4-28-12
Then do I even want to change at all?
Because if you change you have to be willing yet I haven't seen change at all and I've so surly tried. So maybe I don't really want it.
It's so destructive. Why don't I want it. Just like McKenna said "my problem is me. I can't be alone with me." but my problem is also certain people.
I just wish things would change. I wish I was strong enough to change. To break the bond. To be free. To love God.
It seems all like an act. It was just an excuse I had. A cover up? A title. A label. A reason.
Yet I know I'll love my husband more than anything. But sometimes I'm scared it's a drug and ill relapse and go back.
I've got an identity problem. I don't know who I am. You compare me and Kim. We're not so different. Maybe that was a choice I didn't know I was making. But the damage is done. The pain is inflicted. The trust broken. The line crossed. And I can't ever get that back.
I want to save people because I can't seem to save myself.

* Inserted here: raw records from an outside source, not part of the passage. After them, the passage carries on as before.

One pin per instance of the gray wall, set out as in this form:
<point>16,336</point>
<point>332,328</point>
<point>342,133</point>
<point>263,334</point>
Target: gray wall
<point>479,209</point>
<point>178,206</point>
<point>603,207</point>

I want to draw because all the best ones do.
I want to write because words mean more.
I want to make music because it moves.
I want to make movies because we relate.
I want to save because He first did, but I want the praise.
I just wish I knew what was real or fake. What was love and what was lust. What I wanted and what I needed. I'll lie to my self till I die. I just don't know how to differentiate between "heart and head" between "hurt and healing". I can't tell the difference and that's gotta change. But if I learn I think it'll hurt. And if it hurts I know it's gotta be real.